This comes from over 3000 hours of facilitating Men Changing Roles Groups.


----------



## palmer_md (Jul 22, 2011)

bjfreeman said:


> in·sult/in?s?lt/
> Verb:
> Speak to or treat with disrespect or scornful abuse.
> Noun:
> ...


Just like the electrical issues you are having on this site. We all can point to a common definition, but your interpretation of the definition is wildly different than everyone else.

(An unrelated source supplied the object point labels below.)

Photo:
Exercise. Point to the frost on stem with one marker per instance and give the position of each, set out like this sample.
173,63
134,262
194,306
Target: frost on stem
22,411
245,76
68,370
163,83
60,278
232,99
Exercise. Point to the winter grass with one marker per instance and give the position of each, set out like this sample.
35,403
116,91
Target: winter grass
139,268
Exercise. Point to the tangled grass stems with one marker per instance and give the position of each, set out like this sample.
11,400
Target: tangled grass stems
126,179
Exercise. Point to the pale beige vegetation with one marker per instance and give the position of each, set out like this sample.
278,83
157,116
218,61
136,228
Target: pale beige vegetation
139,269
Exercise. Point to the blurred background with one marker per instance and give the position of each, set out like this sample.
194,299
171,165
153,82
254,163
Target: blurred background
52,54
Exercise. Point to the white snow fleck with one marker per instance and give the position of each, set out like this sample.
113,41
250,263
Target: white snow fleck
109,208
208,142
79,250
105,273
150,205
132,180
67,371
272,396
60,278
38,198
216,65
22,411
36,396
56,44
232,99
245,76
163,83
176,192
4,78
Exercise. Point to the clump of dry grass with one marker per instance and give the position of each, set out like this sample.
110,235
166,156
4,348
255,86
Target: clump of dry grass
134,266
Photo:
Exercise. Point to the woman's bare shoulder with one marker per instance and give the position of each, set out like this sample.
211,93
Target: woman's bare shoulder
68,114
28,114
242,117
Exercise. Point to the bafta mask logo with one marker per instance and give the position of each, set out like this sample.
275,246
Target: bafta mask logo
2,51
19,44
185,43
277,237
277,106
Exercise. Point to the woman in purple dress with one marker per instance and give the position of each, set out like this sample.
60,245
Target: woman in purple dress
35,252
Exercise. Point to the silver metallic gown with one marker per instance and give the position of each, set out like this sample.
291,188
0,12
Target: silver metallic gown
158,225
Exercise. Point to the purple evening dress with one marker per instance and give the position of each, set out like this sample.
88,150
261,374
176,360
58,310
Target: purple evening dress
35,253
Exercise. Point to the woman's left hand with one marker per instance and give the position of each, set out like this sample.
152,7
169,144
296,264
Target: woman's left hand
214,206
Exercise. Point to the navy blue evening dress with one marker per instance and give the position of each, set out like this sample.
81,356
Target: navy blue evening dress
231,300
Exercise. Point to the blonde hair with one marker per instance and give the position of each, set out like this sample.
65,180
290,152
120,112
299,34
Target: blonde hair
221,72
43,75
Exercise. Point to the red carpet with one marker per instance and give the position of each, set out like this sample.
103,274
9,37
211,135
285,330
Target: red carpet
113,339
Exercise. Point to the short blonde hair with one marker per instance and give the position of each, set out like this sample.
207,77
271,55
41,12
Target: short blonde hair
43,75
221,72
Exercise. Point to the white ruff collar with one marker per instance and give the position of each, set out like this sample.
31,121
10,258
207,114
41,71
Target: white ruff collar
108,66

It is bad enough to insult them once, but then when pointed out, to go out of your way to call them A$*es is just absurd.


----------



## Ziggythewiz (May 16, 2010)

All these 101 threads should be change to: BJ's soapbox, and why you're too ignorant to understand.


----------



## DaveAK (Jun 28, 2009)

palmer_md said:


> Just like the electrical issues you are having on this site. We all can point to a common definition, but your interpretation of the definition is wildly different than everyone else.


Beat me to it.

"It's not my fault none of you can understand me. You're all idiots."


----------



## bjfreeman (Dec 7, 2011)

the Definition of a Troll
One who posts a deliberately provocative message to a newsgroup or message board with the intention of causing maximum disruption and argument.


----------



## dladd (Jun 1, 2011)

bjfreeman said:


> the Definition of a Troll
> One who posts a deliberately provocative message to a newsgroup or message board with the intention of causing maximum disruption and argument.


let me guess, everyone on this site is a troll but you?


----------



## bjfreeman (Dec 7, 2011)

I came here to share, as I stated in my first post.
it is clear that will not happen.
as a side note, there are those that PM to discuss things, I assume because they don't want to get flamed by the board members.
So this is a waste of my time. 
I am willing to let you believe what you want.
I am too busy to debate at this level.
I wish you all well.
From Now on I am just a lurker for that the interests me.


----------



## azdeltawye (Dec 30, 2008)

bjfreeman said:


> ...From Now on I am just a lurker for that the interests me.


 Great news!


----------